Chris Wiley’s impact on north Omaha extends well beyond the hallways at his high school.
It’s the multiple generations of young people whose lives he touched. It’s the countless doors and possibilities he opened for students unaware of their own potential. It’s the miles and miles he walked with students through life’s ups and downs.
As one North High student put it, his impact is unforgettable.
“Mr. Wiley was just one of those people that you’ll never forget,” said Sanjaya Bolton, who will be a senior at North.
Wiley, a North High guidance counselor and one of a few African-American male counselors in the area, died Monday, a day after celebrating his 65th birthday among friends and family at Risen Son Baptist Church.
“It’s a devastating loss,” said the Rev. T. Michael Williams, his pastor at Risen Son.
Williams, who became friends with Wiley in 1986, said Wiley was a man of strong morals and faith who dedicated himself to his family and students. He is survived by his wife and two sons.
Wiley began working in the Omaha Public Schools in 1999. Before North, he taught fifth grade at Skinner Magnet Center and worked with children at the Urban League of Nebraska.
“Our hearts are heavy with grief,” read a statement from OPS. “Chris Wiley has selflessly served the Omaha community and our youth for decades. He leaves behind a legacy of mentorship, encouragement and support for thousands of kids in the Omaha community — current students and alumni. He will be greatly missed at Omaha North, OPS and throughout the city of Omaha.”
Giovanni Jones, now 45, was one of Wiley’s first students at the Urban League when she was 12. Jones regarded Wiley as a father after losing her own at an early age. He invited her over for dinner with his family, drove to Lincoln to give her a ride to her college graduation and checked in on her throughout her mother’s illness.
That’s the kind of support he offered to the hundreds of students he taught and counseled.
Jones said Wiley inspired her to become a teacher. His dedication to his community taught her about the importance of giving back.
“The biggest lesson I learned from him is you never forget your community,” Jones said. “You never forget to reach back and give a helping hand.”
Wiley had a way of making each person feel special, Jones said.

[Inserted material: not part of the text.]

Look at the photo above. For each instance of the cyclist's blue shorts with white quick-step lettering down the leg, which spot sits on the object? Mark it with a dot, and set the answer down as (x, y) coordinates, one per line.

“He must have been a low-key, real-life superhero because that’s the only way I can imagine that you have that much energy to give to others,” Jones said. “When you give, sometimes you get depleted, but it seemed like he always had an ample supply.”
Bolton, president of her class at North, said she originally planned to run for vice president, but she sought the highest position after encouragement from Wiley. That’s one example of the ways he pushed her and other students to challenge themselves with harder classes and new opportunities. He taught them they can accomplish things they never thought possible.
“He’s always a No. 1 supporter,” Bolton said. “He always wants the best for everyone ... he wants to see everybody succeed.”
When she speaks at graduation next year, Bolton said, she knows she will mention him as a testament to all the lives he influenced.
His current and former students now face the task of living up to the lessons he instilled in them, Jones said.
“I have to pick up my piece of the mantle that he left behind. I have to run with that,” she said. “That’s how I honor his legacy. That’s how I honor his drive and his compassion and his legacy.”
A public funeral service is planned for 11 a.m. Monday at Salem Baptist Church. Visitation will be 5:30 to 7:30 p.m. Sunday at North High.